La spectaculaire opération anticorruption lancée mardi contre des proches du Premier ministre islamo-conservateur Recep Tayyip Erdogan continue à faire des vagues politiques en Turquie et fragilise sa position à la veille d’une année électorale importante.
Mis en cause par l’opposition qui a réclamé sa démission, M. Erdogan a riposté mercredi en dénonçant une «sale opération» contre son gouvernement. Mais sa situation reste délicate face aux critiques, surtout celles venues de ses ex-alliés de la puissante confrérie du prédicateur musulman Fetullah Gülen.
Neuf personnes interpellées mardi à Istanbul et Ankara ont été remises en liberté mercredi soir, ont rapporté les médias turcs.
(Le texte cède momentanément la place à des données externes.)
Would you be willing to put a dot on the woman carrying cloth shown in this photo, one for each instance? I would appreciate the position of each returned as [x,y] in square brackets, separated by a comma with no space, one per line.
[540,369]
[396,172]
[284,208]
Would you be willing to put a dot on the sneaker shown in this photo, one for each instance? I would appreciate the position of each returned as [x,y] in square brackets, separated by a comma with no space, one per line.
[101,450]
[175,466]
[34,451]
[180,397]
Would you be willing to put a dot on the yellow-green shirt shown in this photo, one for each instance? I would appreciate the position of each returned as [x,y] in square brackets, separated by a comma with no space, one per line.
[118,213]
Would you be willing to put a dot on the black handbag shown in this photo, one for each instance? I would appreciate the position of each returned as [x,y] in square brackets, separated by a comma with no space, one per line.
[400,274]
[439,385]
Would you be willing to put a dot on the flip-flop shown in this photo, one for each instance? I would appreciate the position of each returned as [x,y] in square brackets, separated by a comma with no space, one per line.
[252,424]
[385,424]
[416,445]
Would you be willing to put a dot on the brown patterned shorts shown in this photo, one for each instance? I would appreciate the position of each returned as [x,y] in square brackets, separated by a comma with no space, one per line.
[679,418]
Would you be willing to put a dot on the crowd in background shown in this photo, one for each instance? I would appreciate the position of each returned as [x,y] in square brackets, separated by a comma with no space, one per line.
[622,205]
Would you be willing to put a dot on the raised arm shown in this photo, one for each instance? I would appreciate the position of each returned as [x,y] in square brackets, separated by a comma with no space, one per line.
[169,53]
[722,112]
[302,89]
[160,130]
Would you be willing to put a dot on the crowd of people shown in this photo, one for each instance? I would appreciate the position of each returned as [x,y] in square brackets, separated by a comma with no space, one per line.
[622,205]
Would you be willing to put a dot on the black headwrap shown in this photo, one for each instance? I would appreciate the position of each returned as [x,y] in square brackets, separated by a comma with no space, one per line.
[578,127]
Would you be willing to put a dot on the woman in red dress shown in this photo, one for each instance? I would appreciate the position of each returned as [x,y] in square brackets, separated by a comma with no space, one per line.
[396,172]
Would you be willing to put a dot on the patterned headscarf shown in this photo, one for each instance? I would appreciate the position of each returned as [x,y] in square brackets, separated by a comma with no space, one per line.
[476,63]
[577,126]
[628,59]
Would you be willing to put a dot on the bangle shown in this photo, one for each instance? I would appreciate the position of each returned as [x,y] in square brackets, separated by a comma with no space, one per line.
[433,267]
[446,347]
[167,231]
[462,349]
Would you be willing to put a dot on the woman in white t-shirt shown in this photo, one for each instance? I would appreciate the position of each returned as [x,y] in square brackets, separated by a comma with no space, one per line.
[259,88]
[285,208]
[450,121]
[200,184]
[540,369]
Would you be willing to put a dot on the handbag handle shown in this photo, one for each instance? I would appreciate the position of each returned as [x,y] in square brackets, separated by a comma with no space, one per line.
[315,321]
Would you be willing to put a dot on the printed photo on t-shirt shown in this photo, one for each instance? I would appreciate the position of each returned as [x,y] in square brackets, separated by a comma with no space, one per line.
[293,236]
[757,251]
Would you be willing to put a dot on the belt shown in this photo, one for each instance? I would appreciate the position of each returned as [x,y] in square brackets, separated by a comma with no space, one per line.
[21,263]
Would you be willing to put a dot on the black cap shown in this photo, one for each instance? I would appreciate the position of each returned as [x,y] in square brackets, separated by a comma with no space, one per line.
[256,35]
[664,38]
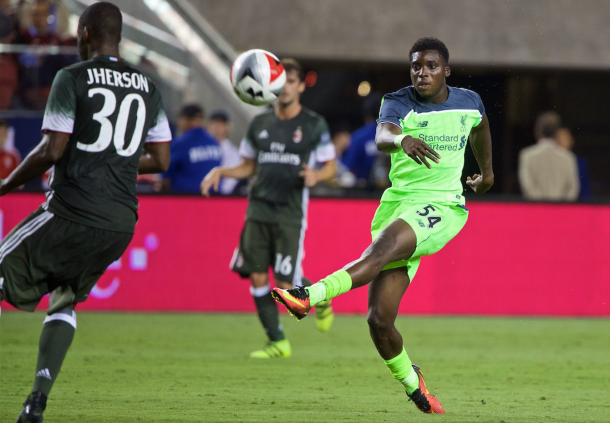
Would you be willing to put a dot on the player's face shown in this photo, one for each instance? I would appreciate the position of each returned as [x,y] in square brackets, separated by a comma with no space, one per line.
[428,73]
[292,90]
[219,129]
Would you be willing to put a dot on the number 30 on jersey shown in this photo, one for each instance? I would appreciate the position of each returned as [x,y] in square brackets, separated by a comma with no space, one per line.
[109,134]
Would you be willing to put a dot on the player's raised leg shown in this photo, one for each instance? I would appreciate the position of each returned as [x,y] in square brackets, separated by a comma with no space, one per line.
[396,242]
[278,346]
[55,339]
[325,315]
[385,295]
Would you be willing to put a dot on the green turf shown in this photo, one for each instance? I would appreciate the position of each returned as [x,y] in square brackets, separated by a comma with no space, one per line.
[195,368]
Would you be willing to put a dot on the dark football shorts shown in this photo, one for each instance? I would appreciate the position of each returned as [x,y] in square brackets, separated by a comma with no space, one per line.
[47,253]
[263,245]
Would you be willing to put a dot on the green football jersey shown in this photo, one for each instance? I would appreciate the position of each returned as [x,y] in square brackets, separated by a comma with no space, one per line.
[110,110]
[281,148]
[445,127]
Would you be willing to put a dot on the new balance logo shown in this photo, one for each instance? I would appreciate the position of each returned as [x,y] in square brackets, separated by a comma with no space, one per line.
[44,373]
[263,135]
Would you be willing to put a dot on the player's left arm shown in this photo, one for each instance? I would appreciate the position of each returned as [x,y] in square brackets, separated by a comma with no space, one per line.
[48,152]
[323,153]
[480,141]
[155,158]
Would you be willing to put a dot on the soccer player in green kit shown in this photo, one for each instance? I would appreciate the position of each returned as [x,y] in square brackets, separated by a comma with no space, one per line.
[425,128]
[104,123]
[281,147]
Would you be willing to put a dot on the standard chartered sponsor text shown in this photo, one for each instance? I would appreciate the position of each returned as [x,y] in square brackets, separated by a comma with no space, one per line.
[439,138]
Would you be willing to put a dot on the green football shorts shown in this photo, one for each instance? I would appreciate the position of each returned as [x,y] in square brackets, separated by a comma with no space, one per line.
[276,245]
[434,224]
[46,253]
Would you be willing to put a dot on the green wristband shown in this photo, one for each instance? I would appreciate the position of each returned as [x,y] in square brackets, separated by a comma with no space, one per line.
[398,140]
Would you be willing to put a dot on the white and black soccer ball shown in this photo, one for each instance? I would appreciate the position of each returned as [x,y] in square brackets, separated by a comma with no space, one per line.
[257,77]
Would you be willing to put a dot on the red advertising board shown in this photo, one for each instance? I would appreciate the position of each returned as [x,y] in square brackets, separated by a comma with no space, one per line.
[510,259]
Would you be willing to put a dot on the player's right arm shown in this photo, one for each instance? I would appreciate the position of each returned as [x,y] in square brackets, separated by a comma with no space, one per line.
[243,170]
[42,158]
[389,137]
[155,158]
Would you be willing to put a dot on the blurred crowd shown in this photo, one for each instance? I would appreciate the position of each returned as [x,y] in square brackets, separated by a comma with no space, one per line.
[548,169]
[27,29]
Mais 41 autres étaient toujours interrogées, à commencer par les fils des ministres de l’Economie, de l’Intérieur et de l’Environnement, le patron de la banque publique Halk Bankasi, Suleyman Aslan, et le maire du district stambouliote de Fatih, Mustafa Demir, membre du parti au pouvoir.
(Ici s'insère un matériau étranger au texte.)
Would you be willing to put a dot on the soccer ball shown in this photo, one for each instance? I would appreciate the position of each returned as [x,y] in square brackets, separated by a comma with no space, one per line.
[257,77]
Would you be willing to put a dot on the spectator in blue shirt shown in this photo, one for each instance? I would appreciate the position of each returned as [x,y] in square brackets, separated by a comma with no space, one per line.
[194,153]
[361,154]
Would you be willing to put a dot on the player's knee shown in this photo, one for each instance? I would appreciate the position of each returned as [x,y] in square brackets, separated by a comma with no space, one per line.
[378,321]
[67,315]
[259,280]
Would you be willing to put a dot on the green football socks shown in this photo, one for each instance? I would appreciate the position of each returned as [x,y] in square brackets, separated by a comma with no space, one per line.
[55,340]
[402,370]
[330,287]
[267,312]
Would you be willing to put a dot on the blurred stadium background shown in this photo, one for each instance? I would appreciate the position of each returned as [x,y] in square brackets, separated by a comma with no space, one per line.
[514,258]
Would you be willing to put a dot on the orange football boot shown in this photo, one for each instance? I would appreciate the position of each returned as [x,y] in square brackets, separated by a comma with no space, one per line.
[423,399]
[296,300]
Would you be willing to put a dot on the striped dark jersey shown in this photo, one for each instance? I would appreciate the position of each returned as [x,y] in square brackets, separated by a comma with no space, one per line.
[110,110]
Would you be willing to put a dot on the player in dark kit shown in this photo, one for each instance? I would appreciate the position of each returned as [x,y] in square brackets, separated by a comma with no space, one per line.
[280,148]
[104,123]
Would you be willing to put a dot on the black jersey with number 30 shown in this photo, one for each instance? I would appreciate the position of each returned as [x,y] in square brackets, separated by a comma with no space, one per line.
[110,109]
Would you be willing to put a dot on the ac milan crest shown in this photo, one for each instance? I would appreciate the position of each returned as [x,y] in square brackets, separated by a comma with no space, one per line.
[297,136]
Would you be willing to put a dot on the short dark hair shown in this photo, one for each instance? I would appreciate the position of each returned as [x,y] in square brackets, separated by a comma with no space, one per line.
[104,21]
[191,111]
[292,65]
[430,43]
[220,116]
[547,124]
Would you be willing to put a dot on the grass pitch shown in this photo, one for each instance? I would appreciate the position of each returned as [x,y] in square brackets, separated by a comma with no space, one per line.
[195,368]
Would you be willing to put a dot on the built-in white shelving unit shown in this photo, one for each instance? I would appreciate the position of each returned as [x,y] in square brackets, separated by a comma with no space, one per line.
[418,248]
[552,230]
La révélation quotidienne des turpitudes de ces personnalités proches du pouvoir a créé une onde de choc en Turquie, où les réseaux sociaux tournent en dérision la «folie du billet vert» qui s’est emparée d’elles.
Le scandale ne pouvait plus mal tomber pour le Premier ministre, qui a lancé ces derniers jours, la campagne de son Parti de la justice et du développement (AKP), ou «AK parti», pour les municipales de mars lors de meetings géants.
A chacune de ses interventions, M. Erdogan, à qui l’on prête aussi l’intention de se présenter à la présidentielle d’août 2014, s’est vanté d’être le chef d’un parti portant le nom de «AK», qui signifie aussi blanc ou propre en turc.
Depuis mardi, ses adversaires et de nombreux éditorialistes s’en donnent à cœur joie pour rappeler que l’affairisme immobilier du gouvernement figurait au premier rang des critiques des manifestants qui ont exigé sa démission en juin dernier.
Depuis mardi, plus d’une trentaine de responsables policiers d’Istanbul et Ankara ont ainsi été démis de leurs fonctions pour avoir, selon leur hiérarchie et le gouvernement, «abusé de leurs pouvoirs», selon les médias.
Mais pour beaucoup d’observateurs, l’opération anticorruption participe bel et bien de cette guerre fratricide au sein de la majorité. «Le mouvement (Gülen) a fait savoir qu’il était là et décidé à protéger ses intérêts», estime l’analyste Rusen Cakir.
Face à cette menace, M. Erdogan pourrait bien profiter du remaniement ministériel annoncé pour remplacer les ministres candidats aux municipales pour se débarrasser des autres membres de son gouvernement mis en cause, selon des sources proches du pouvoir.